Les Démoniaques dans l’art/p48

La bibliothèque libre.


SAINT BENOIT GUÉRISSANT UN POSSÉDÉ

FRESQUE DE LOUIS CARRACHE (NÉ EN 1551, MORT EN 1619). CLOÎTRE SAINT-MICHEL IN BOSCO, À BOLOGNE

L’École bolonaise nous donne deux représentations de démoniaques, deux fresques, l’une de la main de Louis Carrache, l’autre du Dominiquin son élève. Nous n’avons pas ici à apprécier dans son ensemble l’œuvre des Carrache, dont la fortune a subi des alternatives si diverses, ni à établir, à ce point de vue, de parallèle entre le maître et l’élève. Néanmoins la comparaison s’impose entre les deux peintres qui traitent un même sujet, et peut-être les considérations dans lesquelles nous allons entrer fourniront-elles à la critique de nouveaux éléments d’appréciation.


SAINT BENOÎT GUÉRISSANT UN POSSÉDÉ
Dessin au trait d’après une photographie de Simone Cantarini d’après une fresque de Louis Carache, dans le cloître de Saint-Michel in Bosco, à Bologne [1].

La fresque de Louis Carrache est dans le cloître de Saint-Michel in Bosco, à Bologne.
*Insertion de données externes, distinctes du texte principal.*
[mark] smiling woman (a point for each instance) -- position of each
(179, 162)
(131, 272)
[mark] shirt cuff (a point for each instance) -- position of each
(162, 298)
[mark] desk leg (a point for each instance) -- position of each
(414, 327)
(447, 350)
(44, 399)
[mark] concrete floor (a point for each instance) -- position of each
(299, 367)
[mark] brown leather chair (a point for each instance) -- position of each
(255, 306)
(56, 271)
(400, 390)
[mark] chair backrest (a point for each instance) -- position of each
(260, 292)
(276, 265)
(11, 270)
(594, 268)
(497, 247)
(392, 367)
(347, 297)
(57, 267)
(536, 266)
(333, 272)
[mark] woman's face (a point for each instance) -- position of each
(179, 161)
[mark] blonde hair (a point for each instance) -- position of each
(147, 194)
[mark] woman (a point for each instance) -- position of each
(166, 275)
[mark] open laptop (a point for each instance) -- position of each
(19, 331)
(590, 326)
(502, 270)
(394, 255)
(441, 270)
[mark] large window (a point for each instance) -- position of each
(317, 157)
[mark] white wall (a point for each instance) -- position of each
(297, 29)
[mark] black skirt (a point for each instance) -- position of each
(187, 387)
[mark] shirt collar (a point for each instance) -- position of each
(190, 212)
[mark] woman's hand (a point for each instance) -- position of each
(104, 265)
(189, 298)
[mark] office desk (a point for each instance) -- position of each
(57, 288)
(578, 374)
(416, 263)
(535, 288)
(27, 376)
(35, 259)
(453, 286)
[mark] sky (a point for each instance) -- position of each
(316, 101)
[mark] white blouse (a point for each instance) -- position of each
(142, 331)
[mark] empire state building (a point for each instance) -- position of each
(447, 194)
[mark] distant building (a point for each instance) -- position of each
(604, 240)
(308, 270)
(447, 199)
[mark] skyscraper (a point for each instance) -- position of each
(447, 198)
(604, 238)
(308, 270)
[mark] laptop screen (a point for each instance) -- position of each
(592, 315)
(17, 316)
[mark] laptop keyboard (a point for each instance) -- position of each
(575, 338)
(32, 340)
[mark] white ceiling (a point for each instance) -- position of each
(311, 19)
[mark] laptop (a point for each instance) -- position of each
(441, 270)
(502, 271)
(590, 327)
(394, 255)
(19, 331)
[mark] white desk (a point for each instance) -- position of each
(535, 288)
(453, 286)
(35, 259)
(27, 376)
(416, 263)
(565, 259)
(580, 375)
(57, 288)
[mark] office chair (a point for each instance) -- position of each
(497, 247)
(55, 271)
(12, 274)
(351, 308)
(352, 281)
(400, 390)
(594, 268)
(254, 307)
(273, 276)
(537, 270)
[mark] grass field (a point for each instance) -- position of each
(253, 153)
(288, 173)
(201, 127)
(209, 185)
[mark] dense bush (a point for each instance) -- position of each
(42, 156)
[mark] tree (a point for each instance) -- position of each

Elle représente saint Benoit guérissant un possédé. L’énergumène se débat, maintenu et porté par deux hommes. Le désordre des vêtements qui laissent la poitrine à nu, les mouvements . désordonnés des jambes et la saillie de la langue sont, à notre avis, les points les plus intéressants et qui méritent d’être signalés. Mais les membres supérieurs, les mains ouvertes tendues la paume en avant, ont une attitude absolument opposée à toute idée de convulsion ; la figure elle-même, à part la saillie de la langue déjà signalée, n’offre aucun trait caractéristique ; enfin les membres inférieurs, malgré leur agitation apparente, ne portent aucune marque tant soit peu précise des spasmes ou contractures habituels aux crises démoniaques. Qu’il y a loin entre cette figure prétentieuse et pleine d’emphase et le jeune possédé du Dominiquin dont l’attitude si simple et cependant si vraie nous montre — avec les yeux convulsés en haut, le renversement rigide de tout le corps en arrière, l’extension forcée des pieds — des signes absolument typiques et conformes à la réalité.

Nous n’hésitons donc pas à placer, à notre point de vue spécial, le possédé du Dominiquin

bien au-dessus de celui de Louis Carrache.

  1. Nous devons cette photographie à l’obligeance du Dr Tommaso-Tommasi de Florence.